Solution: Add explicit package reference:

<PackageReference Include="System.Memory" Version="4.5.5" />

Platform Not Supported

Error:

System.PlatformNotSupportedException: AiDotNet.Gpu is not supported on this platform

Solutions:

  1. Verify you're on a supported platform (Windows x64, Linux x64, macOS)
  2. For GPU: ensure CUDA is installed (Windows/Linux) or Metal is available (macOS)
  3. Use CPU-only version if GPU is not available

GPU Issues

CUDA Not Found

Error:

CUDA driver not found. Please install CUDA toolkit.

Solutions:

  1. Install NVIDIA driver (version 525+)
  2. Install CUDA Toolkit 12.x from NVIDIA
  3. Verify with: nvidia-smi
  4. Add CUDA to PATH:
    • Windows: C:\Program Files\NVIDIA GPU Computing Toolkit\CUDA\v12.0\bin
    • Linux: /usr/local/cuda/bin

GPU Out of Memory

Error:

CUDA out of memory.
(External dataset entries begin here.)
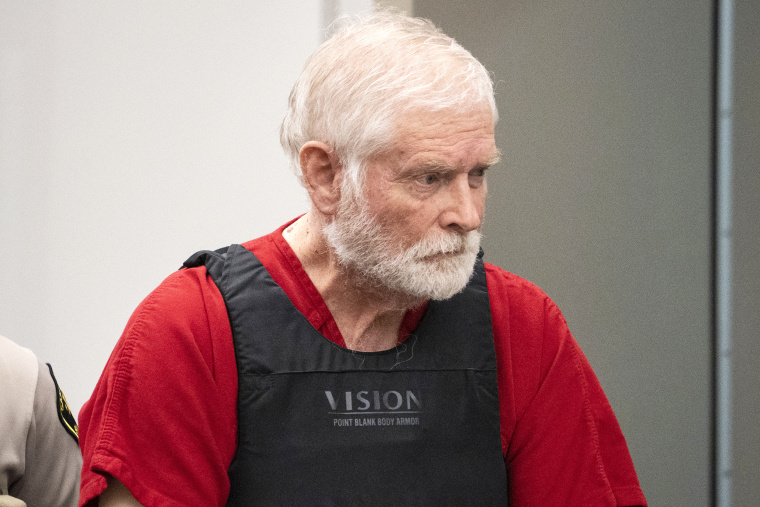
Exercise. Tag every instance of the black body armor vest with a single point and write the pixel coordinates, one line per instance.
(322, 425)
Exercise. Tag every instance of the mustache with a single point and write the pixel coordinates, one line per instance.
(444, 244)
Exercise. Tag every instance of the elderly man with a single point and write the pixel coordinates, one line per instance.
(362, 354)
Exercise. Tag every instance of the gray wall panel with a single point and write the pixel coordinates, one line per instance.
(603, 200)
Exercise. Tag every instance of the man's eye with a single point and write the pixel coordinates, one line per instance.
(429, 179)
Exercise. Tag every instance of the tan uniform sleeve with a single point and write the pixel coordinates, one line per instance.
(53, 459)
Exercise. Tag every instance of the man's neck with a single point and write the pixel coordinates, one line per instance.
(368, 317)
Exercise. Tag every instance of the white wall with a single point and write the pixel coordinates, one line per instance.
(131, 135)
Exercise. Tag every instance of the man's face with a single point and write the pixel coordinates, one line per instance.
(414, 228)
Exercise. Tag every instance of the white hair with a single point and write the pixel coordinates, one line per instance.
(373, 70)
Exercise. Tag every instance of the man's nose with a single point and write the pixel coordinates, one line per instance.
(464, 207)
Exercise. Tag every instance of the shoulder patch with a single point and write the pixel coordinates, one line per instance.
(64, 412)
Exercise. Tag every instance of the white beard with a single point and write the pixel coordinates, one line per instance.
(379, 261)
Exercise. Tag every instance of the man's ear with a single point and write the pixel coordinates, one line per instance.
(322, 174)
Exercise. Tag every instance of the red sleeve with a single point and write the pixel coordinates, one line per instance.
(170, 383)
(562, 442)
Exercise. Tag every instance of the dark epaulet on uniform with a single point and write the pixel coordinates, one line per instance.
(199, 258)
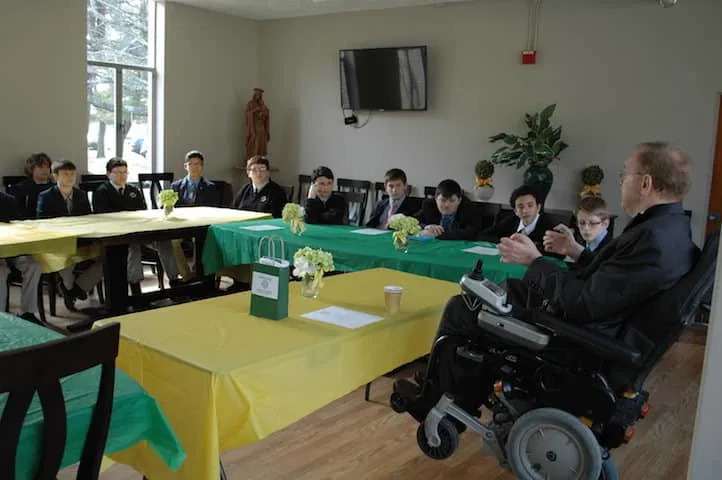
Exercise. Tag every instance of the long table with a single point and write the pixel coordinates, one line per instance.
(136, 417)
(226, 379)
(234, 244)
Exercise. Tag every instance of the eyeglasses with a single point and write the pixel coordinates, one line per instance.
(590, 223)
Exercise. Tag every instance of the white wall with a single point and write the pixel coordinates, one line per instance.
(621, 73)
(210, 71)
(42, 81)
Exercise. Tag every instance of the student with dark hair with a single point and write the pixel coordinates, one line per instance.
(193, 190)
(29, 267)
(117, 195)
(37, 169)
(395, 185)
(66, 200)
(447, 216)
(528, 220)
(261, 194)
(323, 206)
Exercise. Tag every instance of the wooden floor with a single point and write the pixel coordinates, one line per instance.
(354, 439)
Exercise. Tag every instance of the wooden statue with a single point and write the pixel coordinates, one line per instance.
(257, 125)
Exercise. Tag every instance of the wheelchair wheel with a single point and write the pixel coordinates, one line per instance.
(550, 443)
(609, 470)
(449, 436)
(399, 403)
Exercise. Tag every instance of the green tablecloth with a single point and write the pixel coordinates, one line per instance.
(136, 415)
(233, 244)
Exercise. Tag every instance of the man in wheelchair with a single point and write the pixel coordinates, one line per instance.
(559, 357)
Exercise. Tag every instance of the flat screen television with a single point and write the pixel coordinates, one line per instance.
(383, 79)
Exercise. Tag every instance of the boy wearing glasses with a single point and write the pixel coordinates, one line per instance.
(262, 194)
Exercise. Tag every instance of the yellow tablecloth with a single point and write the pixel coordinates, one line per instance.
(105, 225)
(28, 240)
(226, 379)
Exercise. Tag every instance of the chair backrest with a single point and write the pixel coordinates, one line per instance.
(289, 191)
(356, 206)
(486, 212)
(155, 182)
(658, 324)
(226, 190)
(304, 183)
(9, 182)
(92, 177)
(39, 369)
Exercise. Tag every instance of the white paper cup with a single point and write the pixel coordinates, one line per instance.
(392, 296)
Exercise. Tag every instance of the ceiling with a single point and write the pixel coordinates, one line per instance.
(274, 9)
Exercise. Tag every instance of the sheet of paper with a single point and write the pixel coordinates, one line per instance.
(369, 231)
(342, 317)
(262, 228)
(479, 250)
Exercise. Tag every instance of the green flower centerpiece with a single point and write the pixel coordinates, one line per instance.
(167, 199)
(294, 214)
(484, 171)
(310, 265)
(403, 226)
(592, 177)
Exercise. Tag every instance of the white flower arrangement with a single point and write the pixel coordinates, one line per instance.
(294, 214)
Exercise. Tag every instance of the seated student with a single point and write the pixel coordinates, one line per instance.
(66, 200)
(593, 222)
(528, 220)
(261, 194)
(29, 267)
(37, 168)
(117, 195)
(323, 206)
(447, 216)
(649, 257)
(395, 184)
(193, 190)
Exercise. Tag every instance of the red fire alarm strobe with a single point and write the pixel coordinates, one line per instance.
(528, 57)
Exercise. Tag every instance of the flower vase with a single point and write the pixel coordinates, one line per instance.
(309, 287)
(401, 245)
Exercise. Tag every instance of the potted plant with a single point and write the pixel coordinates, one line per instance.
(403, 227)
(167, 199)
(294, 214)
(310, 265)
(592, 177)
(541, 145)
(484, 171)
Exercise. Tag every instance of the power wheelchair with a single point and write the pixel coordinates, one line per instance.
(561, 395)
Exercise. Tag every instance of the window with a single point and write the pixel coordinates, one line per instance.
(121, 83)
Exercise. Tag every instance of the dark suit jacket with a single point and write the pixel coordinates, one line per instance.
(52, 204)
(406, 208)
(650, 256)
(332, 212)
(8, 208)
(207, 195)
(271, 199)
(107, 199)
(26, 193)
(464, 226)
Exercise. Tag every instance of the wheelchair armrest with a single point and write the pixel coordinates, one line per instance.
(590, 339)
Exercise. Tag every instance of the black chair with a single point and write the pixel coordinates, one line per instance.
(39, 369)
(304, 183)
(289, 189)
(155, 182)
(356, 206)
(226, 190)
(9, 182)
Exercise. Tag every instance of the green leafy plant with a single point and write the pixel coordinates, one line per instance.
(592, 175)
(542, 144)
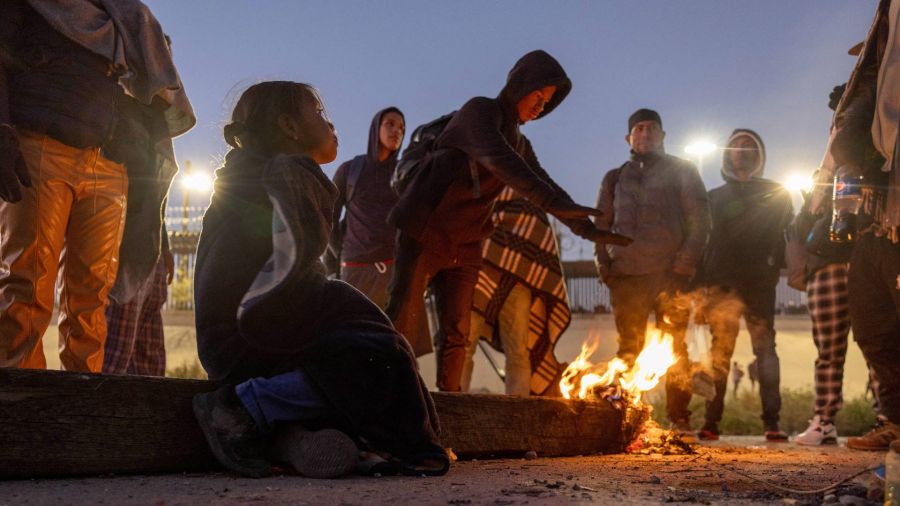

Tried to allocate 2.00 GiB

Solutions:

  1. Reduce batch size:

    .WithBatchSize(16)  // or smaller
  2. Enable gradient checkpointing:

    .WithGradientCheckpointing(enabled: true)
  3. Use mixed precision:

    .WithMixedPrecision(enabled: true)
  4. Clear GPU cache:

    GpuMemory.ClearCache();
  5. Use smaller model variant

GPU Not Detected

Error:

No CUDA-capable device detected

Solutions:

  1. Verify GPU is installed: nvidia-smi
  2. Reinstall NVIDIA drivers
  3. Check CUDA compatibility with your GPU
  4. Try rebooting

Training Issues

Model Not Learning (Loss Not Decreasing)

Possible Causes and Solutions:

  1. Learning rate too high

    .WithOptimizer(OptimizerType.Adam, learningRate: 1e-4)  // Try smaller
  2. Learning rate too low

    .WithOptimizer(OptimizerType.Adam, learningRate: 1e-2)  // Try larger
  3. Data not normalized

    .ConfigurePreprocessing(p => p.Normalize())
  4. Wrong loss function

    • Classification: CrossEntropy
    • Binary: BinaryCrossEntropy
    • Regression: MSE or MAE
  5. Network too simple

    • Add more layers
    • Increase hidden units

NaN Loss

Error:

Loss is NaN

Solutions:

  1. Reduce learning rate significantly
  2. Add gradient clipping:
    .WithGradientClipping(maxNorm: 1.0)
  3. Check for NaN in input data:
    if (data.Any(x => float.IsNaN(x))) throw new Exception("NaN in data");
  4. Use numerically stable operations
  5. Initialize weights properly

Overfitting

Symptoms:

  • Training accuracy high, validation accuracy low
  • Training loss low, validation loss high

Solutions:

  1. Add regularization:

    nn.AddDropout(0.5)
    nn.AddBatchNormalization()
  2. Use weight decay:

    .WithOptimizer(OptimizerType.AdamW, weightDecay: 0.01)
  3. Early stopping:

    .WithEarlyStopping(patience: 10)
  4. Data augmentation:

    .WithDataAugmentation(aug => aug
        .RandomHorizontalFlip()
        .RandomRotation(15))
  5. Get more training data

Underfitting

Symptoms:

  • Both training and validation accuracy are low
  • Model performs poorly on all data

Solutions:

  1. Use a more complex model
  2. Train for more epochs
  3. Reduce regularization
  4. Feature engineering
  5. Check data quality

Class Imbalance

Symptoms:

  • Model always predicts majority class
  • High accuracy but low recall on minority class

Solutions:

  1. Class weighting:

    .ConfigureDataHandling(d => d.ClassWeights(ClassWeights.Balanced))
  2. Oversampling:

    .ConfigureDataHandling(d => d.Resample(ResamplingMethod.SMOTE))
  3. Use appropriate metrics (F1, AUC instead of accuracy)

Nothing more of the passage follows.